How to get raw sample frequencies

anto80

Hello all,

I'm trying to get all frequencies of a sound sample (22 kbps Mono).
That is to say, if I break down the sample in pieces of (let's say) 0.01 secs the sound frequency of each piece.
(This has nothing to do with al_get_sample_frequency, which returns 22kbps.)

So to do this, I was looking at void *al_get_sample_data(const ALLEGRO_SAMPLE *spl)

ALLEGRO_SAMPLE* pSample = /* ...the loaded wav file*/ ;
int nDataLength = al_get_sample_length(pSample);
int16_t* ptr = (int16_t*)al_get_sample_data(pSample);

In my case, nDataLength returns 47936 (My sample is 1.780 sec long)
However if I look precisely at the ptr memory, the int16_t values are as follows

ptr[ 0] =  3
ptr[ 1] =  0
ptr[ 2] = -1
ptr[ 3] =  1
ptr[ 4] =  0
ptr[ 5] =  0
ptr[ 6] =  0
ptr[ 7] =  2
ptr[ 8] =  0
ptr[ 9] =  1
ptr[10] = -1
ptr[11] =  0
ptr[12] =  2
ptr[13] =  2
ptr[14] =  1
ptr[15] =  1
ptr[16] = -1
ptr[17] = -2
ptr[18] =  0
ptr[19] = -1
ptr[20] =  0
 ... ptr[10000] = -201	
 ... ptr[20000]	= -346	
 ... ptr[30000]	= -226	
 ... ptr[40000]	= -91	
 ... ptr[47935] = 34

...It does not seems to be the raw frequencies of the sample pieces.
So what are these values? (especially negative values?)
Is there a way to get small parts frequencies?

al_get_sample_data documentation is somewhat cryptic here... It says "Return a pointer to the raw sample data."

Thank you

Arthur Kalliokoski

I believe you want to use Fast Fourier Transform on the sample data.

anto80

Thanks for your answer.
It seems that fft is the right way to go, but is it possible to do fft with Allegro 5 or C++?

Another question is: Why nDataLength = 47936 since my sample is 1.780 sec long? 1.780 * 22050 = 39249 (not 47936).
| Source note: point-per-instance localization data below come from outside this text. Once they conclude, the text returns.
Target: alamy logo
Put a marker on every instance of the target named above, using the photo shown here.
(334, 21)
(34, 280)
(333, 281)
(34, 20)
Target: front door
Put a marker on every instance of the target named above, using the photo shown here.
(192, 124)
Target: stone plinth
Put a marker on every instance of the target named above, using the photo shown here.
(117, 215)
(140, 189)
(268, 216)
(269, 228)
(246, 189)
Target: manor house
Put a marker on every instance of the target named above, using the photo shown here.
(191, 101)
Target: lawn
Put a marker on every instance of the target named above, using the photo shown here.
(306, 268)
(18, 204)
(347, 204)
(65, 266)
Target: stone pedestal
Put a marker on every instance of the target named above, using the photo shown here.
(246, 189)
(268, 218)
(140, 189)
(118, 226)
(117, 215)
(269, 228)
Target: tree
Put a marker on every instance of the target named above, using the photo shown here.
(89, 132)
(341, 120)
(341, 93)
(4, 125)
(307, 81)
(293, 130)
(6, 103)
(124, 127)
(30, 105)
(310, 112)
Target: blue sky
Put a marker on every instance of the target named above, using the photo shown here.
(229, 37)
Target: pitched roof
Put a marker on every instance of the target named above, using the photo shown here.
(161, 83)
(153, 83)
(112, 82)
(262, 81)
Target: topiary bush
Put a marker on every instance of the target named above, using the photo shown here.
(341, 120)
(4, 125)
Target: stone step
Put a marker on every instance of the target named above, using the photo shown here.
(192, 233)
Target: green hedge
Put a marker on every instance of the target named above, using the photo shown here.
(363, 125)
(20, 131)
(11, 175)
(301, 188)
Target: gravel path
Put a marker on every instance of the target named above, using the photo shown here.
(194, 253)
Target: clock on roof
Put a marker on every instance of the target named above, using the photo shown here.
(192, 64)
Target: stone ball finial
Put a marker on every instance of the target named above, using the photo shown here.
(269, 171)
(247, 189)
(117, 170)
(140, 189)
What does ptr[] contain?

Thanks

Arthur Kalliokoski

anto80 said:

Why nDataLength = 47936 since my sample is 1.780 sec long?

I don't know.

The ptr[] evidently contains int16_t values, which are signed short ints.

I was fiddling with a guitar tuner last summer, but I've reinstalled the OS to a bigger hard drive and haven't reinstalled Allegro. Give me an hour and I'll see if I can give you an example program that allows you to input sounds through the microphone and see how the "main frequency" and the sample distributions change (also known as timbre).

[EDIT] Well, the last announcement for a WIP in Allegro Development tried to give me allegro-5.0.11 something, which I already had from 2014, so I tried allegro-5.1.8. I can't get this stuff to compile, haven't used it so long I'm a n00b again too.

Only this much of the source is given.